Para mi padre, Fabián Ortiz Vega, hoy, a treinta y cuatro años....
Una mañana, la barca se detuvo junto al nicho rocoso de donde nace el río. El último trecho de nuestro viaje había terminado. Antes de bajar a tierra esperamos un momento para ver si había alguien más en ese sitio en apariencia deshabitado.
―No hay nadie ―advertí.
―Amigo ―dijo Jave― somos afortunados de tener todo esto para nosotros. Si tú piensas que este sitio se poblará solo, estás equivocado. ¡Anda, démosle vida!
Entonces no tenía muy claro cómo podríamos dar vida a un lugar inhóspito como aquel.
―¡Si tan solo hubiera una cueva donde resguardarnos del sol abrasador del desierto! ―musité, sudando copiosamente.
Como obedeciendo a mis palabras, la roca de donde manaba el río comenzó a elevarse hasta dar forma a una pequeña montaña hueca en su centro.
―Viajeros: pueden pedir y les será concedido ―dijo la roca con voz cavernosa―, pues han llegado al sitio donde los sueños y las ilusiones se hacen realidad. Cada visitante ―ya sea humano, animal u objeto― podrá vivir aquí la vida que no tiene en otro lado.

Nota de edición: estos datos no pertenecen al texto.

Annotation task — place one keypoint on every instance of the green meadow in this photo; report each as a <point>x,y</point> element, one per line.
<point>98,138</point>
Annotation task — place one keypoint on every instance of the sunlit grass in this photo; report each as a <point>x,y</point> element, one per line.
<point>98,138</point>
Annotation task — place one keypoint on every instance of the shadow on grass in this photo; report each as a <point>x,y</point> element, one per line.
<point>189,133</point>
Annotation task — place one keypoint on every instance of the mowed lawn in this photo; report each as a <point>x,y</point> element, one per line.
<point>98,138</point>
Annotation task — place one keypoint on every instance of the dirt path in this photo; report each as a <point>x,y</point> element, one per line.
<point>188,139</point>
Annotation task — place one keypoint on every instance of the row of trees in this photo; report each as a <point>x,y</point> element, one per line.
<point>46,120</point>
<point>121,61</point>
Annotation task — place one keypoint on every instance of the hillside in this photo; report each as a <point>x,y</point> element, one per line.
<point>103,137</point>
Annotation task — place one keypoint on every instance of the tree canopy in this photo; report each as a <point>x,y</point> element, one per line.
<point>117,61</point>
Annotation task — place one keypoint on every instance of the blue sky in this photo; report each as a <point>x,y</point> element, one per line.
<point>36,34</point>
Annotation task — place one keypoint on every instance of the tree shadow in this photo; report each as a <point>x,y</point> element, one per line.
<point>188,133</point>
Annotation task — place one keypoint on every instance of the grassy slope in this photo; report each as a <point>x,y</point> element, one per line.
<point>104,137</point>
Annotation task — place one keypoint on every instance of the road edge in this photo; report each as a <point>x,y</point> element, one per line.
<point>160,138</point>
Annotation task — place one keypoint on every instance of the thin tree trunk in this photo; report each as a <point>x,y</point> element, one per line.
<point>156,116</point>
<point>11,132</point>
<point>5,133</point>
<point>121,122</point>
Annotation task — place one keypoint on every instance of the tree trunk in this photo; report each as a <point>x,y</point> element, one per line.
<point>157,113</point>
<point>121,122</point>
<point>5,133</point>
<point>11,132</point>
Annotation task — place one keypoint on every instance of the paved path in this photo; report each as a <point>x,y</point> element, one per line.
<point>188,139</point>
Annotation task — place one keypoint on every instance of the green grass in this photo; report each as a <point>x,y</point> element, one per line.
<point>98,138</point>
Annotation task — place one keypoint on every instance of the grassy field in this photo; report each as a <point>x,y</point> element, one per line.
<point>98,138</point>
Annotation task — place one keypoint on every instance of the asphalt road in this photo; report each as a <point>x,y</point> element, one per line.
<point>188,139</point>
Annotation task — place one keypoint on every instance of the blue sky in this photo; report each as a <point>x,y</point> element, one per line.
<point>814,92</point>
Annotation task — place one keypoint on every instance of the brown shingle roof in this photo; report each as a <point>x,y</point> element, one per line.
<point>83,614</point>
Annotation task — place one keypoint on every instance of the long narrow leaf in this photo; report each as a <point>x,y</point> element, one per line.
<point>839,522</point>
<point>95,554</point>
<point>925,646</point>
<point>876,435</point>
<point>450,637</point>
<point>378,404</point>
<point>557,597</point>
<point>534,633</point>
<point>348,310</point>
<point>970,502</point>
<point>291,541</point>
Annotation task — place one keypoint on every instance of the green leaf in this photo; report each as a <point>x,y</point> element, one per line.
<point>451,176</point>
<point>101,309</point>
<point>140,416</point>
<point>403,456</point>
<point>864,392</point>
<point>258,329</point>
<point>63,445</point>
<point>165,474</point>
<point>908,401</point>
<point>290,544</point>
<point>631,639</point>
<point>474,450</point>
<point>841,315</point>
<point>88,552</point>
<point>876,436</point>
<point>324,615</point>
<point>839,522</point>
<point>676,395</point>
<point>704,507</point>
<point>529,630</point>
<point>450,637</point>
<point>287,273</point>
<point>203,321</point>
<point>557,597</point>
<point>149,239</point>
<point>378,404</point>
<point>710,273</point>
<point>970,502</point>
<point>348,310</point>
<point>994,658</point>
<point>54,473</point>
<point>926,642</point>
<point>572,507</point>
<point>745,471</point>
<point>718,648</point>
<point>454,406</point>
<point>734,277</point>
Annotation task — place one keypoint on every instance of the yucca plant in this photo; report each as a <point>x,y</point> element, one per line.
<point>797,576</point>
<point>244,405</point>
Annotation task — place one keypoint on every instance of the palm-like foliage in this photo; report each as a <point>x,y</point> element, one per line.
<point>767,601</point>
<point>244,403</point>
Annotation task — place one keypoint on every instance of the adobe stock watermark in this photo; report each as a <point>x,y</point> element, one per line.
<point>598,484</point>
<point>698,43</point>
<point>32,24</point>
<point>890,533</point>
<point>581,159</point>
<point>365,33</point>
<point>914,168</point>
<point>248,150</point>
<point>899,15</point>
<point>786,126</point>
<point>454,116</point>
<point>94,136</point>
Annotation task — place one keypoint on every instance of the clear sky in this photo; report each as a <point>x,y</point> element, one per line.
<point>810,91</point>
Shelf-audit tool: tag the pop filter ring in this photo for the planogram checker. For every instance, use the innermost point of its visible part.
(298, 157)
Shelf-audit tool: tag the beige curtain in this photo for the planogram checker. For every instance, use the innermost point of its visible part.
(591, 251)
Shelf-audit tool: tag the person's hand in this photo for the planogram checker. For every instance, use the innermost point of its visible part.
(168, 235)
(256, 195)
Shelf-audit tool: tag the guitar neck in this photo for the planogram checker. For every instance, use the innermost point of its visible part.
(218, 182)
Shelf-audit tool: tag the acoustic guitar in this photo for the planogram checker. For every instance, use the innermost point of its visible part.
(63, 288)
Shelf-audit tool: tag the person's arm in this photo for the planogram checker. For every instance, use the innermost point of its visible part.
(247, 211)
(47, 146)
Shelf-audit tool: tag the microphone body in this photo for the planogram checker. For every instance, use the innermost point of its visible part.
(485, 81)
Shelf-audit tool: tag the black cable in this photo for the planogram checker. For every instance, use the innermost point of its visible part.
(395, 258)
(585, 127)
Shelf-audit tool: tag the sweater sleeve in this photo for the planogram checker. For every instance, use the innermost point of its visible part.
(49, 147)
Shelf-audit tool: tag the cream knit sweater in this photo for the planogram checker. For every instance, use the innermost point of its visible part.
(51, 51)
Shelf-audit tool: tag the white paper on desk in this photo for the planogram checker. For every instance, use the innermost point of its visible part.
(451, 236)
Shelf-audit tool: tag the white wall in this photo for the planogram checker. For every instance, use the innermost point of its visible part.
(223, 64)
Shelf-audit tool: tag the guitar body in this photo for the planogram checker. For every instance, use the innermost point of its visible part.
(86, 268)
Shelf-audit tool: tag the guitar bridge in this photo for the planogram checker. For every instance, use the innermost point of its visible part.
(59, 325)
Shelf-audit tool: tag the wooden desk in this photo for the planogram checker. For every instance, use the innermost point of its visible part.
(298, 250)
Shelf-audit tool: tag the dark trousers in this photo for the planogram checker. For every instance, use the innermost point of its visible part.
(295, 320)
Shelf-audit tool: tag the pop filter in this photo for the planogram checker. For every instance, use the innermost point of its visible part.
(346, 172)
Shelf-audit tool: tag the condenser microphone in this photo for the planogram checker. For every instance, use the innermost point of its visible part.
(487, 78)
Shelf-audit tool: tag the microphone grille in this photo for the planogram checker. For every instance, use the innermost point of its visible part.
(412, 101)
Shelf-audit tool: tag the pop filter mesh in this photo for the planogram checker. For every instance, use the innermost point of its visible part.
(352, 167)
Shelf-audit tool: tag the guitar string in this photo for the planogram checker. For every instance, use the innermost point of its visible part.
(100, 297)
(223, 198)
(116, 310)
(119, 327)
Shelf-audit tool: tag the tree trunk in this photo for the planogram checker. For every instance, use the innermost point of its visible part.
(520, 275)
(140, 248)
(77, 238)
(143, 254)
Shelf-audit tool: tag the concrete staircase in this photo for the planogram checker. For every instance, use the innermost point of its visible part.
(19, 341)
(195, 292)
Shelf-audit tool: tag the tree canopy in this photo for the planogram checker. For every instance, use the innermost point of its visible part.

La roca primigenia nos dijo también que nosotros éramos los primeros en arribar, pero que vendrían otros y otros, hasta el día en que el mundo recuperara lo perdido.
―Y ustedes, viajeros incansables, así como fueron traídos por mí, serán los encargados de convocar a los nuevos habitantes. Desde luego, aquí estaré yo para cuando necesiten de un consejo.